Today I want to use DISTRIBUTED COMMUNICATION PACKAGE to train the imagenet, however I found there are many processes have been created on the node.
script.py:
def main():
...
model.to(device)
model = torch.nn.parallel.DistributedDataParallel(model, device_ids=None, output_device=None, find_unused_parameters=True)
...
if __name__ == '__main__':
print('Use {back} as backend.'.format(back=args.backend))
dist.init_process_group(backend=args.backend, init_method='env://', timeout=datetime.timedelta(seconds=1000))
main()
bash.sh:
CUDA_VISIBLE_DEVICES=0,1,2,3
export GLOO_SOCKET_IFNAME=ib0
export OMP_NUM_THREADS=24
NPROC_PER_NODE=4
SLURM_JOB_NUM_NODES=4
...
COMMAND="script.py -a inception_v3 --print-freq 1000 --backend gloo --nproc-per-node 4 --pretrained --multiprocessing-distributed $HOME/ImageNet"

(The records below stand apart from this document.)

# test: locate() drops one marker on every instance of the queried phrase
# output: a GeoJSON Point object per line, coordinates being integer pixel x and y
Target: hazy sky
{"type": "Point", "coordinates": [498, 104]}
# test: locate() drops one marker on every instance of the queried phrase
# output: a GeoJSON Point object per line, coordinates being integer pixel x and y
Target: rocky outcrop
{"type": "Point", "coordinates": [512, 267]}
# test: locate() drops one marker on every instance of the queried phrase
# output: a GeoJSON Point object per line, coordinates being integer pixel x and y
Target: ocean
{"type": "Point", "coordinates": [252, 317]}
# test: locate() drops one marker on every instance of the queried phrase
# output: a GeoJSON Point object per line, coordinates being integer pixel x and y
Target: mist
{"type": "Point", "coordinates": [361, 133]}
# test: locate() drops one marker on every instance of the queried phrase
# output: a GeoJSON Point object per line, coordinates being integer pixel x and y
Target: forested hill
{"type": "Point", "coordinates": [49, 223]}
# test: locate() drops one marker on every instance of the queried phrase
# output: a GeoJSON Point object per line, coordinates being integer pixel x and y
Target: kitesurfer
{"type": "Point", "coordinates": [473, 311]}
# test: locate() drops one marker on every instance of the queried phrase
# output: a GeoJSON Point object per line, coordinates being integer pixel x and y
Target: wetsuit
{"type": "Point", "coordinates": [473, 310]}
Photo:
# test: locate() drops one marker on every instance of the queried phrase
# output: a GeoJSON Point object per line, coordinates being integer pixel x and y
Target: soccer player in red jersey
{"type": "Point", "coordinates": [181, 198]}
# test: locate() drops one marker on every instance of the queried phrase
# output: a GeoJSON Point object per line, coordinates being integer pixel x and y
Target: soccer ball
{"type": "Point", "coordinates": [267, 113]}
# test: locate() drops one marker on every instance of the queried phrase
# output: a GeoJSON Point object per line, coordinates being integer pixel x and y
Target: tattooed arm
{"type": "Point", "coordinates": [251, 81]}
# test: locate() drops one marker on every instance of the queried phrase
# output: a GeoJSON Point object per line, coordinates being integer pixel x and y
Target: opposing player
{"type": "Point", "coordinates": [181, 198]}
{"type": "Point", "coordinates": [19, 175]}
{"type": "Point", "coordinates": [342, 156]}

python -m torch.distributed.launch \
--nproc_per_node=$NPROC_PER_NODE \
--nnodes=$SLURM_JOB_NUM_NODES \
--node_rank=$SLURM_NODEID \
--master_addr=$MIP \
--master_port=$MPORT \
$COMMAND > $HOME/thesis/PCL/log/"log_v1_inception_"${SLURM_JOB_ID}"_"${SLURM_NODEID}".out"
I have trained it in 4 nodes and there are 4 gpus on each node.
I log in the node0 then I found there are 16 processes in this node
Is it abnormal? Or DDP would create nproc_per_nodee * node_num processes on each node?